Hi everyone,

I’ve been creating an electric cello which uses supercollider in the bela plataform. I’ve been using Ugens ( unit generators) to tracker the frequency such as Tartini, Pitch and FFT.

Although they require a lot of CPU and their efficiency works better more than 128 sample rate (128 is the max on bela). I’m still using this method, but I’m considering to use an C++ patch or a low cost frequency track that I found on this paper: ( Cheveigne, Alain de; Kawahara,Hideki. YIN, a fundamental frequency estimator for speech and music)

I’m wondering if someone had an similar experience with that and would like to share.
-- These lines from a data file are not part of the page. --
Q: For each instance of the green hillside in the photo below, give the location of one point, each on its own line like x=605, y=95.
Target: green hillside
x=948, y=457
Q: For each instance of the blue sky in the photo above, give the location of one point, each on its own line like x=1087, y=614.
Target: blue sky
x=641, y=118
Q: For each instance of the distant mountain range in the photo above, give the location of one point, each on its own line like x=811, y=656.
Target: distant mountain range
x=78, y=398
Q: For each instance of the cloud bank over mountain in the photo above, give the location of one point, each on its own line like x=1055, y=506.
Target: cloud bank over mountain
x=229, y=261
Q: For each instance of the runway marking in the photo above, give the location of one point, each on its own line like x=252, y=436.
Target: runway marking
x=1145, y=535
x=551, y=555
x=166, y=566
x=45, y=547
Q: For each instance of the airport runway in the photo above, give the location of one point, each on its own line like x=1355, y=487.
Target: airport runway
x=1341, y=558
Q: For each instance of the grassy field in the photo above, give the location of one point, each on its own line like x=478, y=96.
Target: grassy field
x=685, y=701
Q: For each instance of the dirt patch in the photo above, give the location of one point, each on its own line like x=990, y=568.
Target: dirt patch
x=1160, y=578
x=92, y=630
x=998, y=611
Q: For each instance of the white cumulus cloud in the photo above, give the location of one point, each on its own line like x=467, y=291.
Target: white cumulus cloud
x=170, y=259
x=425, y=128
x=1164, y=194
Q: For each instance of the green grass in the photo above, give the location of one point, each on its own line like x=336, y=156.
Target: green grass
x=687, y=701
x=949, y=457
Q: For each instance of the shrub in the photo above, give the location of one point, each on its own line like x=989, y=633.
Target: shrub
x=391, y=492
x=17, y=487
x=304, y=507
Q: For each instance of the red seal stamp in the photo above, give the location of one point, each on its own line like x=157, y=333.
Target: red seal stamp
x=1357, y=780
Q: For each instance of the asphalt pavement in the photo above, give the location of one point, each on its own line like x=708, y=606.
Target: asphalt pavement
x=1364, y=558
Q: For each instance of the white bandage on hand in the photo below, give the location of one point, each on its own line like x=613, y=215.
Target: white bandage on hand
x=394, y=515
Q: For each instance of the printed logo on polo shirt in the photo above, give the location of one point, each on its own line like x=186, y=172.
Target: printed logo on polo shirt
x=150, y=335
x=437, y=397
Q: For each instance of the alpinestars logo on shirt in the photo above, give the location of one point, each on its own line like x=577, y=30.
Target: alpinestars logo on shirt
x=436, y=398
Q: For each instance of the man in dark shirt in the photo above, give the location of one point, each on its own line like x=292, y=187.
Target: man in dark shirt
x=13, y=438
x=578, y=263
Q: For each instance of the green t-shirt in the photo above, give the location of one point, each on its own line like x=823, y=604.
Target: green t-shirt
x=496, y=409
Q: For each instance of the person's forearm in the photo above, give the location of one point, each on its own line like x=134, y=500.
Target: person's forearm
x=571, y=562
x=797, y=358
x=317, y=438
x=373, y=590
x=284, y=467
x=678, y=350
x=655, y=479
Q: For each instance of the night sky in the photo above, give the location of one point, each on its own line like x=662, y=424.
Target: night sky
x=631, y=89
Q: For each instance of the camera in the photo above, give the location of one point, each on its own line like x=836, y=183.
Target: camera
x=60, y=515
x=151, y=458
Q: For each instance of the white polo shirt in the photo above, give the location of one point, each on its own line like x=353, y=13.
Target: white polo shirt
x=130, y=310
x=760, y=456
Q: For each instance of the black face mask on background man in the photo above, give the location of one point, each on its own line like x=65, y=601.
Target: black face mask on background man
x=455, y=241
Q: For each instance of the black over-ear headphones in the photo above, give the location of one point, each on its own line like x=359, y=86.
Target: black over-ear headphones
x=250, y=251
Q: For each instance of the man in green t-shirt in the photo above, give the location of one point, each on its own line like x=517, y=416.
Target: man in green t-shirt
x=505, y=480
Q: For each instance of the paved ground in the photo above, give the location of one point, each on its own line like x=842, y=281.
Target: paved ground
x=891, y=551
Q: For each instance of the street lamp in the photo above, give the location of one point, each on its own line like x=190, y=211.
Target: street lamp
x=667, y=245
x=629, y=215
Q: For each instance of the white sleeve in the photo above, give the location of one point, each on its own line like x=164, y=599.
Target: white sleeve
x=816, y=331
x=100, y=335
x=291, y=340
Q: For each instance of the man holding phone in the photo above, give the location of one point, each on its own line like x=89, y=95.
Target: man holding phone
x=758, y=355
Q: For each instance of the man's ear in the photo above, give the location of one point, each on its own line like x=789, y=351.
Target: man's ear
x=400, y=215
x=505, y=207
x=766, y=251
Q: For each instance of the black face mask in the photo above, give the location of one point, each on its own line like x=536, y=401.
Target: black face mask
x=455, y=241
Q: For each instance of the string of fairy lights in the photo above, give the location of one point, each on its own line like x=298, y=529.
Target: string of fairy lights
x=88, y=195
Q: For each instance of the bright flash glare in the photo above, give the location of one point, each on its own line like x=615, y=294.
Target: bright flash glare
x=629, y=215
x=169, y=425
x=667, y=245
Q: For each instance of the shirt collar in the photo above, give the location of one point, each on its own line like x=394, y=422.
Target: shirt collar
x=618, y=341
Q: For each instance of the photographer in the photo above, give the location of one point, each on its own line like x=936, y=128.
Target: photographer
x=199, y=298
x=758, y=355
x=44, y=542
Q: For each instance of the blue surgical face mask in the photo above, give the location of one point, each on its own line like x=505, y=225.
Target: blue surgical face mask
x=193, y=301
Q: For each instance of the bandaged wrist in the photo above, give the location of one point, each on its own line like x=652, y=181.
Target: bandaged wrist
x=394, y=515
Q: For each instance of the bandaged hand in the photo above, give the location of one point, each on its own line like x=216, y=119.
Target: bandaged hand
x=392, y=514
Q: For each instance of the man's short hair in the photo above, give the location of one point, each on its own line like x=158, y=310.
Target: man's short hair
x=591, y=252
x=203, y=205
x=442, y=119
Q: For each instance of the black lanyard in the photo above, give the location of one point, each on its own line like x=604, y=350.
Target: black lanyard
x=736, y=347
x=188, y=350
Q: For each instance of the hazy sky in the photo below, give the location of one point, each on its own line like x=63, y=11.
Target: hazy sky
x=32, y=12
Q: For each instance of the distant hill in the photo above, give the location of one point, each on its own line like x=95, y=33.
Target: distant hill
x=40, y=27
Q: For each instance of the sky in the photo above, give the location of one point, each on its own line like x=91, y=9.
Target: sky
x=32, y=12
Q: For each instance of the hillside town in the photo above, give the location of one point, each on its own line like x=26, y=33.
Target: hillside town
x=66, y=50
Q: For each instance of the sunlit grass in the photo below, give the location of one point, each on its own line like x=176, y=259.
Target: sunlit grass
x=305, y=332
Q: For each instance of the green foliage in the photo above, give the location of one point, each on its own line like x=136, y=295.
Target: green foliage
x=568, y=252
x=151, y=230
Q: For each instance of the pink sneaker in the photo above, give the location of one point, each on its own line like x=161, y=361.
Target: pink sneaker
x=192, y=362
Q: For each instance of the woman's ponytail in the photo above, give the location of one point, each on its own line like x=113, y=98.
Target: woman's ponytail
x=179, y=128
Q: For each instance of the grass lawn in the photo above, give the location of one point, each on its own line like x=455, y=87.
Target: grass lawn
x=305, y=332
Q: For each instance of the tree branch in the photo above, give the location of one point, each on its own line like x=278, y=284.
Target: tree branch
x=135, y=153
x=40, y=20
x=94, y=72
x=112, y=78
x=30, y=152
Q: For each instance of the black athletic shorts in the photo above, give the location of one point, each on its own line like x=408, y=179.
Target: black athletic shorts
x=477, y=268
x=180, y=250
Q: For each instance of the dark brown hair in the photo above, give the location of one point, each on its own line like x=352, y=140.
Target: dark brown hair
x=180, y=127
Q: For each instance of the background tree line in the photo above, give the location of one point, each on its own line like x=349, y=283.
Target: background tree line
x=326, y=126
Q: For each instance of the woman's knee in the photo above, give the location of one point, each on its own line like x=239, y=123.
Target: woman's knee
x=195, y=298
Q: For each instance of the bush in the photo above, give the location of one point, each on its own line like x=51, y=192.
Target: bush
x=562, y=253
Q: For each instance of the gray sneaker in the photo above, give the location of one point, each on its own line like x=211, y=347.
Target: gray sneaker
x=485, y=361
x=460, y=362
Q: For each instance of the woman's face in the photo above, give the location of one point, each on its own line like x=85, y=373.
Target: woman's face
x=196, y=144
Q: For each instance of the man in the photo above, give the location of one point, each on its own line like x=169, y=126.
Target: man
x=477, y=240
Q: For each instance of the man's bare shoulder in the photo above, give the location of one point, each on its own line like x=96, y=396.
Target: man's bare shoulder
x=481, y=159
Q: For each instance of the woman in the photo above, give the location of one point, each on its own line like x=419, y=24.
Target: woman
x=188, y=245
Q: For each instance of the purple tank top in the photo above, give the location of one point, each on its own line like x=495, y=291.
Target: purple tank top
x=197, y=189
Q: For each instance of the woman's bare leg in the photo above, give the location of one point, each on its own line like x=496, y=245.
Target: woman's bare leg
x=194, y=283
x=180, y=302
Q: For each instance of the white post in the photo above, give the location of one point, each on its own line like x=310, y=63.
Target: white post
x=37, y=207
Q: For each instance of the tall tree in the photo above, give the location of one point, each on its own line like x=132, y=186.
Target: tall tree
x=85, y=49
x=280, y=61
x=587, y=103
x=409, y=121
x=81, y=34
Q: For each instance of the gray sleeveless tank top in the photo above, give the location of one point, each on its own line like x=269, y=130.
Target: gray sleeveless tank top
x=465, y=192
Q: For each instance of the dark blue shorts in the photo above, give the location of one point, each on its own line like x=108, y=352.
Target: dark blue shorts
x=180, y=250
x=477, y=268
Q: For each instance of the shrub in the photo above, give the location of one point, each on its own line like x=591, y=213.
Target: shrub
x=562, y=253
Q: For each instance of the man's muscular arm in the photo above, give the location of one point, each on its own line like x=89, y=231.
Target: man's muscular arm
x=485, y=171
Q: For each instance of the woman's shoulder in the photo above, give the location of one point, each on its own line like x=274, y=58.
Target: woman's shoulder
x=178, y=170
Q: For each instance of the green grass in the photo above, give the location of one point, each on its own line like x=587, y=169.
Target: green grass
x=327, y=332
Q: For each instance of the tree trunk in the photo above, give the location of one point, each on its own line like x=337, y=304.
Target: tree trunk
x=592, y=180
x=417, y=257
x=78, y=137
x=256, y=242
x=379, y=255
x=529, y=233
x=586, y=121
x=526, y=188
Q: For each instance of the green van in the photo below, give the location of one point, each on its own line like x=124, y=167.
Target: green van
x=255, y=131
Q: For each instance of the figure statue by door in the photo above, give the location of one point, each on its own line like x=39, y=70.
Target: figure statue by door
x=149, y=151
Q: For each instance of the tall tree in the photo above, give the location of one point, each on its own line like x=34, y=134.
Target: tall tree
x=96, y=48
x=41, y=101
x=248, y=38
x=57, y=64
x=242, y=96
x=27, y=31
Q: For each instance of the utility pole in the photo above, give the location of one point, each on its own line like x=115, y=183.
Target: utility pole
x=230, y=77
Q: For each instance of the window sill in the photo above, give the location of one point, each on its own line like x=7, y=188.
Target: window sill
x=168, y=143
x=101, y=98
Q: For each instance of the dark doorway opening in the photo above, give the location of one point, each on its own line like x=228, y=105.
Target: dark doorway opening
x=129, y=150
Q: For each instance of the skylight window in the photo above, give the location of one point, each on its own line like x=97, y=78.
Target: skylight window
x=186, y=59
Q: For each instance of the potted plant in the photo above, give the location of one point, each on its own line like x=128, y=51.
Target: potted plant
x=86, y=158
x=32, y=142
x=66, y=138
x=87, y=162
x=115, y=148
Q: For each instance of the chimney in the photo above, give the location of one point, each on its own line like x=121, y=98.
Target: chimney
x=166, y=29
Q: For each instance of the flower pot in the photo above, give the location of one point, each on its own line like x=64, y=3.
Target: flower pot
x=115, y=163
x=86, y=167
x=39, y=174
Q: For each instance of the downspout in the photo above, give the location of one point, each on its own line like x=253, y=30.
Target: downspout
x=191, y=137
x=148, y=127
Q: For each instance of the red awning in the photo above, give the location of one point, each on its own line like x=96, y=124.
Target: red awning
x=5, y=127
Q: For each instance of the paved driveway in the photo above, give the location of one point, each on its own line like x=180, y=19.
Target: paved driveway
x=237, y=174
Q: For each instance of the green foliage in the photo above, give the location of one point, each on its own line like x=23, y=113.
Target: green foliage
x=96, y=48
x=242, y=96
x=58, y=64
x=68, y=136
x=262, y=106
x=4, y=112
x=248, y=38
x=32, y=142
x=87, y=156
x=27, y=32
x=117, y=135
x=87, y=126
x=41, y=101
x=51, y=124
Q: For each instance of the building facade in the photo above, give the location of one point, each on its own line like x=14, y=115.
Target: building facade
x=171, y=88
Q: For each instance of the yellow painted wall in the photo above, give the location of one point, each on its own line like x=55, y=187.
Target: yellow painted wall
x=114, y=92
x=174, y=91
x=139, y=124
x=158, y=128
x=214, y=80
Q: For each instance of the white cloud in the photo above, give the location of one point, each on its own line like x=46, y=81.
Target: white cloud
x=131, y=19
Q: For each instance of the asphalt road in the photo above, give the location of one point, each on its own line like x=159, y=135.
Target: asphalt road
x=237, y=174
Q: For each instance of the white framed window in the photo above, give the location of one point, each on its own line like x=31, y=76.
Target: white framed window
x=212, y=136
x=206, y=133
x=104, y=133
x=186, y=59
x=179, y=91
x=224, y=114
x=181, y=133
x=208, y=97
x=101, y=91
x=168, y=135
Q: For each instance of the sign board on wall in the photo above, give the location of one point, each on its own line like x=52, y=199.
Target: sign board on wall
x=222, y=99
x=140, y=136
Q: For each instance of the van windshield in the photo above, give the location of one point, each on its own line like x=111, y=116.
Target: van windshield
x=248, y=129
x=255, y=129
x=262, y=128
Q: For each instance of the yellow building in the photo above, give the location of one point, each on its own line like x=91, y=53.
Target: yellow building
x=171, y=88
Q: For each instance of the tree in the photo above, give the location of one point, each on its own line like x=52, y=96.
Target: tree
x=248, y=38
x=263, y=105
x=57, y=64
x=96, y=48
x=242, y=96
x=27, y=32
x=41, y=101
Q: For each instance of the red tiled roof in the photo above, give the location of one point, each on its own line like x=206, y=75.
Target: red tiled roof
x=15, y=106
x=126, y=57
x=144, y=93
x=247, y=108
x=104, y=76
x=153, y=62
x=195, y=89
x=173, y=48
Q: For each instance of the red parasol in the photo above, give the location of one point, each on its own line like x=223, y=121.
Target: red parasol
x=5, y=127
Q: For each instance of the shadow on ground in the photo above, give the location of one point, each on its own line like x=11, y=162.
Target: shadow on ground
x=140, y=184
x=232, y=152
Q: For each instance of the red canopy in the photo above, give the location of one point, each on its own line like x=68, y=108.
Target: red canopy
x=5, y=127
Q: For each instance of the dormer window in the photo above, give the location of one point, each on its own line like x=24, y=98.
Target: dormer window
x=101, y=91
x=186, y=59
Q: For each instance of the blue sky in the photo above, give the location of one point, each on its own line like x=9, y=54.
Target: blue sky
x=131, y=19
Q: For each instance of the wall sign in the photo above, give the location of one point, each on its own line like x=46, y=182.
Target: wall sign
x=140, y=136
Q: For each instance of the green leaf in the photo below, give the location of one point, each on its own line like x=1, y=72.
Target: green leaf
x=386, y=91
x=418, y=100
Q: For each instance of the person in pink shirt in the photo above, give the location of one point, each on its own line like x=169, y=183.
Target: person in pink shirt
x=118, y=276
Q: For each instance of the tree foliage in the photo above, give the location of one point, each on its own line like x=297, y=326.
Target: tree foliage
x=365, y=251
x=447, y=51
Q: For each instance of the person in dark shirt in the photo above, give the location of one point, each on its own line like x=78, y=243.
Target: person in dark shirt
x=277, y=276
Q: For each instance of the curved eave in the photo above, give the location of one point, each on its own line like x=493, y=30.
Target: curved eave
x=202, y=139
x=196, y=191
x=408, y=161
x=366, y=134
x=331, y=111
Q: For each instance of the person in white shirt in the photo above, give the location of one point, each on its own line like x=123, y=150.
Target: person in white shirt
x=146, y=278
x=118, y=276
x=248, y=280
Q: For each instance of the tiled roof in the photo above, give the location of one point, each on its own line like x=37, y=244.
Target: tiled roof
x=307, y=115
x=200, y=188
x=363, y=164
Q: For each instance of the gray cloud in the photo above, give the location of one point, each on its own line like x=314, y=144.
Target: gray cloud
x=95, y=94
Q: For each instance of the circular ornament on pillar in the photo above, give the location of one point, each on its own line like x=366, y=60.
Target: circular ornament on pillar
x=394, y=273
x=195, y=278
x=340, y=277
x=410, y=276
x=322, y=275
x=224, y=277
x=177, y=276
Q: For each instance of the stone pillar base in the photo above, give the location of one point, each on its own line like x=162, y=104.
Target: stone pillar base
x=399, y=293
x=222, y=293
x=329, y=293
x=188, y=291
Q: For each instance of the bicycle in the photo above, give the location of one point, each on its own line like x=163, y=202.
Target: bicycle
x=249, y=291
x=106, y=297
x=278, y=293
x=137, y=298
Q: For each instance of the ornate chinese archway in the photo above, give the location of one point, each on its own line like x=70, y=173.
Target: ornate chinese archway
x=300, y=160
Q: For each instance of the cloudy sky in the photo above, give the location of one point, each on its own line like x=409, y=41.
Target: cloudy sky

Is there an low-cost efficient way of using an digital frequency analyzer?

Thanks!

giuliomoro

At the moment I'm using 2 piezos that tracks the "same note". So that is monophonic. Although, it would be nice to know polyphonic, for a multiple magnetic pickups that I'm interested to use it.

Do you have any suggestion for both cases?

    RafaeleAndrade

    if you go down the route of a pickup per string, so in fact 4 individual inputs i might be able to help. i have a working and very fast pitch-tracker setup in Pure Data that is modelled after the GR-300 from Roland (an analog polyphonic guitar synth).

    RafaeleAndrade So that is monophonic.

    Yin works great for mono tracking and it is supposed to be pretty cheap . P-Yin (polyphonic Yin) kind of works for 2 notes, but it has no built-in detector to figure out whether there are actually two notes or not, so it will always return two pitch values even when there is only one note.

      giuliomoro

      Yeah, I know what you mean. I started to read about Yin on this article : "YIN, a fundamental frequency estimator for speech and music". But do you mean we can buy a specific pitch tracker? Could you share a link where I can find it?